I have tried to use the model ‘typeform/distilbert-base-uncased-mnli’ in zero-shot classification (multi-class, not multi-label). However, I am getting very poor results especially when compared to using the model ‘facebook/bart-large-mnli’. I have used both the zero-shot classification pipeline and without it, and the results are still just as bad.

The test dataset I am trying to classify into categories has 46 entries and 13 categories, and the accuracy I am getting with the DistilBERT MNLI model is around 15%, whereas this goes up to 57% with the Bart large MNLI model.

Has anyone else also found such a massive difference in performance when using a distilled model for this task? I assumed it would be comparable since DistilBERT and BERT have comparable performances for many NLP tasks, but the results are too different.

Also, does anyone have any benchmark results for these two models, either in NLI tasks or zero-shot classification tasks?

Thank you!

1 Like


I am the one who fine-tuned this model. The original DistilBERT paper reports 82.2 on accuracy in the MNLI task while BERT-base has 86.7 accuracy. Other following papers show slightly different numbers but in the same ballpark. For example, the MobileBERT paper reports 81.5 and 84.6 on accuracy on DistilBERT and BERT-base respectively.

In my fine-tuning, I got 82 accuracy for both MNLI and MNLI-mm. I use the run_glue.py (huggingface/transformers/blob/master/examples/pytorch/text-classification/run_glue.py) script to fine-tune the model with these hyperparameters:

  • max_seq_length: 128
  • per_device_train_batch_size: 16
  • learning_rate: 2e-5
  • num_train_epochs: 5

When running this model on our own very small zero-shot classification test data, we didn’t see a big drop in accuracy, but we did observe that the model is less “certain” on the correct answer, i.e., it returns a lower probability on the correct label.

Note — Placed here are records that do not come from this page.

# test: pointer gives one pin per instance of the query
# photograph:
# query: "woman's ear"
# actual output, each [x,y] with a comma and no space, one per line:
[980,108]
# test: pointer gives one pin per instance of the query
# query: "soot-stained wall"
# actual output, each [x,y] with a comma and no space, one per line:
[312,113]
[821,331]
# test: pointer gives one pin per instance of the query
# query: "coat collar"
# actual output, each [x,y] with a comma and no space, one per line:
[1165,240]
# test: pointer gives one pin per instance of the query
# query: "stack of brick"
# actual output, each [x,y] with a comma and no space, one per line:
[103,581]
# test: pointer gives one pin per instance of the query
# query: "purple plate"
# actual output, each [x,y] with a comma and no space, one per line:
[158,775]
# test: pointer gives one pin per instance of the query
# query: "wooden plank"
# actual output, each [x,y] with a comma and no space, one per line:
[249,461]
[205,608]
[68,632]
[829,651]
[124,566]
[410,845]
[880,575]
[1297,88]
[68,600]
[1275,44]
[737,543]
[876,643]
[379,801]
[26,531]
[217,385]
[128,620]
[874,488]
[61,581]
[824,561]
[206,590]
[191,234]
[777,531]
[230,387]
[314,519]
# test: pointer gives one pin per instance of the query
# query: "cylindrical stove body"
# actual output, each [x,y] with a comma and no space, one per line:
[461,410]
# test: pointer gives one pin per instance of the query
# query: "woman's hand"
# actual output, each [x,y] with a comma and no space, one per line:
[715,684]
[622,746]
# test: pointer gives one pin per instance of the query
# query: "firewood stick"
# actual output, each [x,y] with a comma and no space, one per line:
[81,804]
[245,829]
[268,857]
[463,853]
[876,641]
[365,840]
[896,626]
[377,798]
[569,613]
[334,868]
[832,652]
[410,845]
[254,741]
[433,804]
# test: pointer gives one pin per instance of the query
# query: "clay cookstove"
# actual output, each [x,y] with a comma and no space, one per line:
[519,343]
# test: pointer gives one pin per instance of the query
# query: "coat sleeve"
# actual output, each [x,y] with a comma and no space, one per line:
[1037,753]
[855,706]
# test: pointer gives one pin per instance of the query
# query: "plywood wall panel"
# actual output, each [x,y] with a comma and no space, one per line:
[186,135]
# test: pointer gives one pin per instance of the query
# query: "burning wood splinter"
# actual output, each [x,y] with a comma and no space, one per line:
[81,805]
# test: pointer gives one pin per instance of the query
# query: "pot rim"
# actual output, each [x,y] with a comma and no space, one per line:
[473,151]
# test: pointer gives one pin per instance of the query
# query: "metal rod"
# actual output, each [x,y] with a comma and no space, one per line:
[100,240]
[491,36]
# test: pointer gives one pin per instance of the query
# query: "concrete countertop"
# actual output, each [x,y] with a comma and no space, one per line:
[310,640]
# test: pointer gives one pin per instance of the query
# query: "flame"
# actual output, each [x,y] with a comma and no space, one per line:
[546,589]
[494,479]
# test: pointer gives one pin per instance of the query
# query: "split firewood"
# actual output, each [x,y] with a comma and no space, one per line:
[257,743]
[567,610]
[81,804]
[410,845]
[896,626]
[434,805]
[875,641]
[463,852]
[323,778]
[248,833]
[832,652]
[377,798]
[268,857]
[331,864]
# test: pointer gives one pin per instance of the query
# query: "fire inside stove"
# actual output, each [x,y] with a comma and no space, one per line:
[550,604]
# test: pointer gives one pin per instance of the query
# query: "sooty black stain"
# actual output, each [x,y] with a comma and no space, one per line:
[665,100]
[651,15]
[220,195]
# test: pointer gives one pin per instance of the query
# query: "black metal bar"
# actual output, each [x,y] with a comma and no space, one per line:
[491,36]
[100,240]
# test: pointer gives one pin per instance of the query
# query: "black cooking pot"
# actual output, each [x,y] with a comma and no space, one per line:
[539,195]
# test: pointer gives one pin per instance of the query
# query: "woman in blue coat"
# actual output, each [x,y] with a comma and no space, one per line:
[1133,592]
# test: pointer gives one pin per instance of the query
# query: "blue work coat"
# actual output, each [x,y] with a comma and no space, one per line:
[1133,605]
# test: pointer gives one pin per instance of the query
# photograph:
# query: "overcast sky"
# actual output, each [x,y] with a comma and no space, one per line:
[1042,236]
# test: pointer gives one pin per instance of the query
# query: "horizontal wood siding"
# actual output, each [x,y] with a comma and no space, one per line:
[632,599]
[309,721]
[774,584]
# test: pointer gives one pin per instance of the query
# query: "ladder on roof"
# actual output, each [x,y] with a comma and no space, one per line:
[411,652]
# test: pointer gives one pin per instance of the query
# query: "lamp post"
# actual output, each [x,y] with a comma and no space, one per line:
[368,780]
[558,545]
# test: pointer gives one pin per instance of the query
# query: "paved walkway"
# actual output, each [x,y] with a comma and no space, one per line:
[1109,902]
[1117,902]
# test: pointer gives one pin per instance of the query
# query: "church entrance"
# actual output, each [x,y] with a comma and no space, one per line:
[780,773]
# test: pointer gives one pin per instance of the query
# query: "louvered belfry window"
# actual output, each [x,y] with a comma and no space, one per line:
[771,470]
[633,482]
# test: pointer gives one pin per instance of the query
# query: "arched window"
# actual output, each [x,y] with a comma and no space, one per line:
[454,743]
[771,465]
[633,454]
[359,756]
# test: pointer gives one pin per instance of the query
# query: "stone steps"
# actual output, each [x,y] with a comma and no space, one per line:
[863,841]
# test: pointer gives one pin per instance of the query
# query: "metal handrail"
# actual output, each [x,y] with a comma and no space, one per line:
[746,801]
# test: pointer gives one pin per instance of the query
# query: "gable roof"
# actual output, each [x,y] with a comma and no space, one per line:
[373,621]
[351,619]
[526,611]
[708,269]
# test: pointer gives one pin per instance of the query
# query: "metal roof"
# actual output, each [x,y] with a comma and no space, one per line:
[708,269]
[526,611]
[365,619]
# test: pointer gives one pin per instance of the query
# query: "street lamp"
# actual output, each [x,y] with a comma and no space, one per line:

You can also try our fine-tuned MobileBERT. It has a marginally better result in our testing.


Hi @hhschu,

Thank you for the information provided with regards to this model, it is incredibly useful. I also noticed that the scores given with this model were lower than for other models, which is odd.

I will try to use the fine-tuned MobileBERT then and see whether the results improve. What accuracy did you obtain from fine-tuning MobileBERT on MNLI and MNLI-mm, if that is alright to ask?

@valkyrie We got 84 accuracy on MobileBERT. Qualitatively, it’s still much worse than RoBERTa (91 accuracy on MNLI in our experiment) on our zero-shot test data, in terms of certainty of the correct label. But it’s better than DistilBERT.

1 Like

@hhschu thank you again. Just to confirm, on your zero-shot classification experiments you used it to obtain one class per entry (i.e. setting multi-label=False) instead of a multi-label scenario, is that right? Since this is how I am using it at the moment.

@valkyrie our one-shot data is single-label, indeed. In this case, turning multi-label on/off doesn’t make much difference in accuracy in my opinion. Multi-label off is just a softmax layer on top of multi-label on’s probabilities after all. The top label is the same.

@hhschu thank you for all your help with this, I really appreciate your input and the information you’ve given me.